Un bon exemple de sa méthode est fourni par ce qu'elle fit à Iwo Jima. Sa mission officielle était de photographier le travail des infirmières à bord de l'USS Samaritan, le navire hôpital à bord duquel elle aurait dû rester confinée. Mais Dickey Chapelle avait bien l'intention d'utiliser la perspective féminine à laquelle elle était astreinte (her "woman's angle" assignment) à d'autres fins que faire de belles images de transfusions sanguines et de coiffes blanches : son rêve professionnel était de photographier le combat sur le front.

On lui avait dit et répété qu'elle ne devait pas quitter le navire, mais à force elle finit par convaincre l'officier chargé de la presse que la logique de son reportage sur le sang impliquait qu'elle enquête aussi sur un hôpital de campagne, à l'arrière du front bien sûr. Mais une fois à terre, elle persuada le lieutenant de la conduire jusqu'au front.

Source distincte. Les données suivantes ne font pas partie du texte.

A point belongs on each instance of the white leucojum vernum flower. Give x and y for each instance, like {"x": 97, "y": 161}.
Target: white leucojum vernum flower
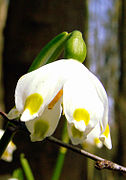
{"x": 8, "y": 154}
{"x": 39, "y": 96}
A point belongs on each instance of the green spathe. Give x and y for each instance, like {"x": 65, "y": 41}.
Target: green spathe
{"x": 50, "y": 52}
{"x": 75, "y": 47}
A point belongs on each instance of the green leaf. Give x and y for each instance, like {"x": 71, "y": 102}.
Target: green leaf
{"x": 75, "y": 47}
{"x": 18, "y": 174}
{"x": 26, "y": 168}
{"x": 50, "y": 52}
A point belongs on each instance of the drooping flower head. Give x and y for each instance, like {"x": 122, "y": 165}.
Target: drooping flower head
{"x": 39, "y": 96}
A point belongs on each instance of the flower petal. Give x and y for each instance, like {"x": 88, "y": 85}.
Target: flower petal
{"x": 103, "y": 97}
{"x": 36, "y": 89}
{"x": 46, "y": 124}
{"x": 82, "y": 105}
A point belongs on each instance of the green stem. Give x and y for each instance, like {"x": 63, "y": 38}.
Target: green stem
{"x": 26, "y": 168}
{"x": 61, "y": 155}
{"x": 7, "y": 137}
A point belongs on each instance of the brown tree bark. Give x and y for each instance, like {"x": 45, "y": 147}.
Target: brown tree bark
{"x": 30, "y": 25}
{"x": 120, "y": 107}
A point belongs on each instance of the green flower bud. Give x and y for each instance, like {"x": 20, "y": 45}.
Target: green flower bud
{"x": 75, "y": 47}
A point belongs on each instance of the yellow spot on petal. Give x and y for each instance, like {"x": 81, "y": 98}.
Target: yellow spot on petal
{"x": 55, "y": 99}
{"x": 106, "y": 132}
{"x": 81, "y": 114}
{"x": 97, "y": 140}
{"x": 33, "y": 103}
{"x": 40, "y": 128}
{"x": 76, "y": 133}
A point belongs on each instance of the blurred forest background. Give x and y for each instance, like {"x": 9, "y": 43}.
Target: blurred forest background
{"x": 25, "y": 27}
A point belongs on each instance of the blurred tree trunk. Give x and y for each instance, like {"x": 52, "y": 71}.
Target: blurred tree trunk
{"x": 120, "y": 107}
{"x": 30, "y": 25}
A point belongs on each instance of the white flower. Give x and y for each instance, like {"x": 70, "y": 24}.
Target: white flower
{"x": 95, "y": 137}
{"x": 40, "y": 93}
{"x": 7, "y": 155}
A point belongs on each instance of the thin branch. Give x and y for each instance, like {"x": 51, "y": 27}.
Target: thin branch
{"x": 101, "y": 163}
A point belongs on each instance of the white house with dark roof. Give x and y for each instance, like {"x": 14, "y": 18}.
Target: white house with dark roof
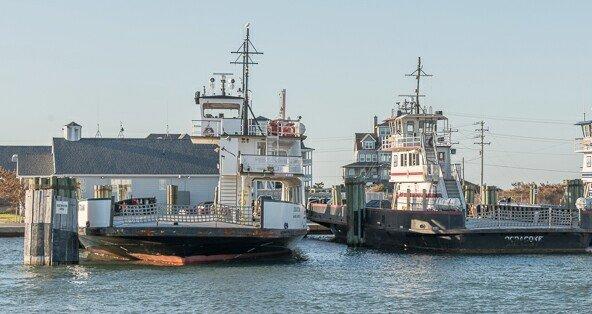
{"x": 371, "y": 163}
{"x": 133, "y": 167}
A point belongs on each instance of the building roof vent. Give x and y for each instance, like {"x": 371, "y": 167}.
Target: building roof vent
{"x": 72, "y": 131}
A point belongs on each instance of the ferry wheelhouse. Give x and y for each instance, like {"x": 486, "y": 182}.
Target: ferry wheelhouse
{"x": 424, "y": 177}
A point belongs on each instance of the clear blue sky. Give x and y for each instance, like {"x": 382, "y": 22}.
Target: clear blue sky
{"x": 342, "y": 62}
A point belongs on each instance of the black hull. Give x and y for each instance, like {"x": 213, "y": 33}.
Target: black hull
{"x": 179, "y": 247}
{"x": 394, "y": 230}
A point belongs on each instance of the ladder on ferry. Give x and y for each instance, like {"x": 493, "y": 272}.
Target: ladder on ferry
{"x": 228, "y": 190}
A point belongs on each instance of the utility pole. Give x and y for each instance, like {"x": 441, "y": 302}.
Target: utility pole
{"x": 244, "y": 52}
{"x": 481, "y": 137}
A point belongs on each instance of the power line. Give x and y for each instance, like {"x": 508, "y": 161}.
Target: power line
{"x": 512, "y": 119}
{"x": 528, "y": 168}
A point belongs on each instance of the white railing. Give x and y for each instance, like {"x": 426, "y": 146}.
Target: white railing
{"x": 257, "y": 129}
{"x": 156, "y": 213}
{"x": 583, "y": 145}
{"x": 207, "y": 128}
{"x": 456, "y": 170}
{"x": 496, "y": 216}
{"x": 271, "y": 164}
{"x": 432, "y": 171}
{"x": 399, "y": 141}
{"x": 443, "y": 139}
{"x": 285, "y": 128}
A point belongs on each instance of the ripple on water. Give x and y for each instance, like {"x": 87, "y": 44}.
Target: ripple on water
{"x": 322, "y": 277}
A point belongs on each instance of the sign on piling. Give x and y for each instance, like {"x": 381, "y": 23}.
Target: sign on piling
{"x": 51, "y": 225}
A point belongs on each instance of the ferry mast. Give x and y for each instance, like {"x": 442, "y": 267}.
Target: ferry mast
{"x": 418, "y": 74}
{"x": 244, "y": 58}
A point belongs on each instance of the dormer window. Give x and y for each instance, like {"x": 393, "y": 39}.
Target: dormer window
{"x": 586, "y": 130}
{"x": 368, "y": 145}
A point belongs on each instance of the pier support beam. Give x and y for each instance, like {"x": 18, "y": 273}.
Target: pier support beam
{"x": 51, "y": 225}
{"x": 356, "y": 201}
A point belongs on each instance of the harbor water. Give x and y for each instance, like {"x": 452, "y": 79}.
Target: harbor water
{"x": 323, "y": 277}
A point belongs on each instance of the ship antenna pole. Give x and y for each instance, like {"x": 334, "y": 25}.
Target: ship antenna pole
{"x": 244, "y": 52}
{"x": 481, "y": 137}
{"x": 418, "y": 74}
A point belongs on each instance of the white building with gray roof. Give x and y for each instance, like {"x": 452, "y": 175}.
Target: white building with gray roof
{"x": 133, "y": 167}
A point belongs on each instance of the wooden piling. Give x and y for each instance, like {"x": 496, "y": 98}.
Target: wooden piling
{"x": 51, "y": 223}
{"x": 356, "y": 202}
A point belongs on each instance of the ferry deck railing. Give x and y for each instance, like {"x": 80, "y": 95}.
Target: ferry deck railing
{"x": 164, "y": 213}
{"x": 509, "y": 216}
{"x": 583, "y": 145}
{"x": 274, "y": 163}
{"x": 208, "y": 128}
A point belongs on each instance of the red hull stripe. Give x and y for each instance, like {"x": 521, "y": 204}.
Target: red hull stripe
{"x": 167, "y": 260}
{"x": 406, "y": 173}
{"x": 429, "y": 195}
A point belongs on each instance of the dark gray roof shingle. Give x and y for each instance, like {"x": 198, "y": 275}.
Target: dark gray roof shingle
{"x": 35, "y": 165}
{"x": 133, "y": 156}
{"x": 6, "y": 153}
{"x": 170, "y": 136}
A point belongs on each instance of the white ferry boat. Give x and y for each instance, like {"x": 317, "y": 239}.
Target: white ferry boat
{"x": 240, "y": 223}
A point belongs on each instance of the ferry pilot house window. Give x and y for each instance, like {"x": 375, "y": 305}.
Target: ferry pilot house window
{"x": 410, "y": 128}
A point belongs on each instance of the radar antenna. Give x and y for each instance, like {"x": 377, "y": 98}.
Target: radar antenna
{"x": 244, "y": 58}
{"x": 98, "y": 134}
{"x": 418, "y": 74}
{"x": 121, "y": 130}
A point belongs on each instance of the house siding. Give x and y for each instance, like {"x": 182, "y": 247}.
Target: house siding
{"x": 201, "y": 188}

Ce n'était pas du tout comme elle l'avait imaginé : une dune de sable balayée par le vent, et dont elle comprit vite qu'il ne fallait pas compter dessus pour des photos impressionnantes. Elle s'appliqua toutefois à la photographier sous tous les angles, tout en chassant de la main les guêpes qui bourdonnaient autour d'elle.

De retour dans sa tente, cette histoire de guêpes fit bien rire son voisin de couchette :  "Ce n'étaient pas des guêpes. C'étaient des tirs de snipers. Iwo Jima est une île volcanique. Il n'y a pas d'insectes." Aussitôt, ravie, elle écrivit son reportage en le sous-titrant : "Under Fire on Iwo Jima".
Ravi, le lieutenant l'était beaucoup moins, et il couvrit Dickey Chapelle de ses hurlements :" That was the goddamndest thing I ever saw anybody do in my life! Do you realize – all the artillery and half the snipers on both sides of this f**king war had ten full minutes to make up their mind about you?".

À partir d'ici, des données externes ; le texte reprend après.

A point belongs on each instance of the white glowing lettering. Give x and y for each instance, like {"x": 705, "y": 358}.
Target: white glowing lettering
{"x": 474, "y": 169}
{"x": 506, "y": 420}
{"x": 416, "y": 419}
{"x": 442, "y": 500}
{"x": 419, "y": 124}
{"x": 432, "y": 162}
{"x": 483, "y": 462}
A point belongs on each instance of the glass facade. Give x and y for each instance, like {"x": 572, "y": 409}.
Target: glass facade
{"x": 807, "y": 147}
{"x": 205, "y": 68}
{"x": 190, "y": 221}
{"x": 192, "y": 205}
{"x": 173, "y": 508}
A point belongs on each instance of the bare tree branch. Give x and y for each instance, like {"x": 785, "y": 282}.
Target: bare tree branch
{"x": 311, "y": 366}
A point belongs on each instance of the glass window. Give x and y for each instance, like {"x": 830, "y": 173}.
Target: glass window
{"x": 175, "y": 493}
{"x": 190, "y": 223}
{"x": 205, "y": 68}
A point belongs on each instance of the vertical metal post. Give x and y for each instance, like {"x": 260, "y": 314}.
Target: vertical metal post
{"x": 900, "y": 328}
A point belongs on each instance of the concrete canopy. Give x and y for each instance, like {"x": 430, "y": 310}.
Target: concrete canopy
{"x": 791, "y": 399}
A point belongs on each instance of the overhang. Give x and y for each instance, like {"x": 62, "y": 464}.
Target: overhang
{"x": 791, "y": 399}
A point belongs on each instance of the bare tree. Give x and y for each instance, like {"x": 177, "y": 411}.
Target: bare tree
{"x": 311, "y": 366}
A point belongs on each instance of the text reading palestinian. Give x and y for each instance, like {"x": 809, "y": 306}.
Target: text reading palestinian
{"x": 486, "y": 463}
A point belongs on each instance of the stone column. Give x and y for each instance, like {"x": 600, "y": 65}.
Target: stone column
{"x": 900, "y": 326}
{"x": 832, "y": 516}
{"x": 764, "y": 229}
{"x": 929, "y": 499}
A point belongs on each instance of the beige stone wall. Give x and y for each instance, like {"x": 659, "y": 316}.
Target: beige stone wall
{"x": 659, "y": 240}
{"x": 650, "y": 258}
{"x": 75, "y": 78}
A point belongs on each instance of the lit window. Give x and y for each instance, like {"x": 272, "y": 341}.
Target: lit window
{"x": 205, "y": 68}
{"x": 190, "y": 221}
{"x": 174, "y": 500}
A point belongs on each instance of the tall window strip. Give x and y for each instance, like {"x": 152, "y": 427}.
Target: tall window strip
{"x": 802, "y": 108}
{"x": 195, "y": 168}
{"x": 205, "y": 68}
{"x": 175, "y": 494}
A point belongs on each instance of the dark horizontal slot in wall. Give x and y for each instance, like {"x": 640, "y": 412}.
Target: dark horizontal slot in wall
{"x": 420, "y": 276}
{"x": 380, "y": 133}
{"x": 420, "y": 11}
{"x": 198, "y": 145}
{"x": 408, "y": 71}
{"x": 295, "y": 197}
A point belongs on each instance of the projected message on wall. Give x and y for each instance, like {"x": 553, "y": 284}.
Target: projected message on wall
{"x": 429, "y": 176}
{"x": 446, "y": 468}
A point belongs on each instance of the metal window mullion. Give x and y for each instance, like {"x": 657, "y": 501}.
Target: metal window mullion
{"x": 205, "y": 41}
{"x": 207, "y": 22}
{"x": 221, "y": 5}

En 1965, lors d'une mission avec les Marines au Viêt Nam, Dickey Chapelle fut tuée par un bout de shrapnel qui la toucha à la gorge. Le photographe Henri Huet était en mission avec elle, et il la photographia tandis qu'elle recevait les derniers sacrements. C'était la première reporter américaine tuée en mission. Chaque année, les Marines décernent un prix en son honneur. 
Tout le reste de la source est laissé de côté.